Whatever the case may be, wonders await you in the School of Music. You don’t have to be a musical prodigy to enter Glidden Hall--you just need to be an OU student who’s ready to get schooled in the fine arts.
Here’s a list of options to make your spring quarter schedule sing.
Class Voice (MUS 147A): Have you always dreamed of auditioning for American Idol? This two-credit hour class just might be your ticket to Hollywood.
Students briefly learn some basic music theory, but the rest of the class is devoted to good singing technique. Breathing and stage presence are both emphasized, as well as physical and vocal warm-up methods. And yes--you have to sing in front of the class for a grade! But don’t fret--once the quarter’s over, you’ll say ‘adios’ to stage fright and ‘hello’ to stardom.
Intro to Music Theory (MUS 100): If you’re looking to gain in-depth knowledge of how music works, then this is the class for you.
“This class is all about how music is put together to make different sounds,” says professor Matthew Morris. “I hope [students] can apply it to their recreational music making, and I hope to better equip them to enjoy music.”
Students learn how to read and write music in different keys, build harmonies and construct scales. “When we start studying chords, it gets a bit difficult,” Morris said.
His tip for success? “I tell all of my students, ‘Do the assignments I’ve given you, and if you have any questions, come see me.’ I encourage them to listen for what we’re learning about in the music they’re listening to so that it’s relevant and useful in their personal lives.”
Folk Music in the U.S. (MUS 427): For a school that’s nestled in the foothills of Appalachia, it’s no surprise that there’s a class based around folk music.
“It was cool to learn where music came from specifically,” said Ohio University sophomore Cameron Rader, who took the class last spring.
The class mainly focuses on genres as opposed to artists, but Bob Dylan fans will take comfort in knowing that their idol is a small part of the curriculum.
And don’t let the history aspect of the class scare you away--Rader says it’s not too difficult.
“We had, like, four papers that we had to write,” he said. “But Milton Butler. . . he was awesome.
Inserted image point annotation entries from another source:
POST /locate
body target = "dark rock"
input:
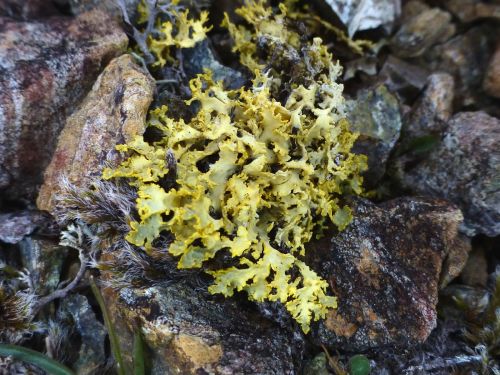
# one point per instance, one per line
(432, 110)
(415, 36)
(113, 112)
(376, 116)
(472, 10)
(385, 270)
(88, 334)
(202, 57)
(466, 58)
(465, 169)
(491, 83)
(188, 332)
(17, 225)
(45, 69)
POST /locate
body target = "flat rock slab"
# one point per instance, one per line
(190, 332)
(45, 69)
(385, 268)
(465, 169)
(113, 112)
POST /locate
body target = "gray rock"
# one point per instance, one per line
(89, 334)
(189, 332)
(465, 169)
(45, 69)
(376, 116)
(17, 225)
(385, 269)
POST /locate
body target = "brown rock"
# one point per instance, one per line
(385, 270)
(113, 112)
(491, 83)
(464, 168)
(45, 69)
(415, 36)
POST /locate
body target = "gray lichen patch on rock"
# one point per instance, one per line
(385, 269)
(45, 70)
(113, 112)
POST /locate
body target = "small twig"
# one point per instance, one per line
(61, 293)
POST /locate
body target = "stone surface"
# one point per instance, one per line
(189, 332)
(385, 269)
(432, 110)
(465, 169)
(415, 36)
(113, 112)
(376, 116)
(45, 69)
(17, 225)
(88, 335)
(491, 82)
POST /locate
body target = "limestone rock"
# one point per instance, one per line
(189, 332)
(385, 269)
(45, 69)
(465, 169)
(376, 116)
(113, 112)
(491, 83)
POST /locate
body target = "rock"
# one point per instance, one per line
(376, 116)
(17, 225)
(188, 332)
(433, 109)
(113, 112)
(27, 10)
(465, 169)
(365, 14)
(415, 36)
(403, 78)
(43, 258)
(491, 82)
(202, 57)
(385, 269)
(45, 69)
(466, 58)
(472, 10)
(88, 335)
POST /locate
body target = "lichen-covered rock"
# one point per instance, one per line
(465, 169)
(45, 69)
(415, 36)
(188, 332)
(491, 83)
(113, 112)
(375, 115)
(385, 269)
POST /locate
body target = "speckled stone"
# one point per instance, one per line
(385, 268)
(45, 69)
(113, 112)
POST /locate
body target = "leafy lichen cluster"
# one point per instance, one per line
(254, 176)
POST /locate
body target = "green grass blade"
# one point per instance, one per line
(139, 368)
(33, 357)
(113, 339)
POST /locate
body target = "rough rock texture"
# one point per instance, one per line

He is passionate about music and he really made me like [the class].”
Introduction to World Music (MUS 121): For those adventurous kids desiring to be more cultured, Intro to World Music has a place for you. The class combines elements of different cultures, such as mannerisms, customs and food, with music from around the globe.
“We would learn about one or two different places every week,” said senior Jordan Poorman, who took the class last winter.
Between listening to tribal tunes, sampling ethnic foods, and a group project, the class is highly interactive. But although she says it’s a fun class, Poorman advises students to study hard.
“If you don’t take notes, you’re pretty much screwed,” she said. “But [Professor Younge] did not want to give Cs. He wanted us to learn and get good grades.”
History of Rock Music (MUS 124): It’s rumored that Andre Gribou is a god. Or maybe a glorified grandfather-type figure. Regardless, History of Rock Music is one of the most talked-about classes on campus, and Gribou is just as popular.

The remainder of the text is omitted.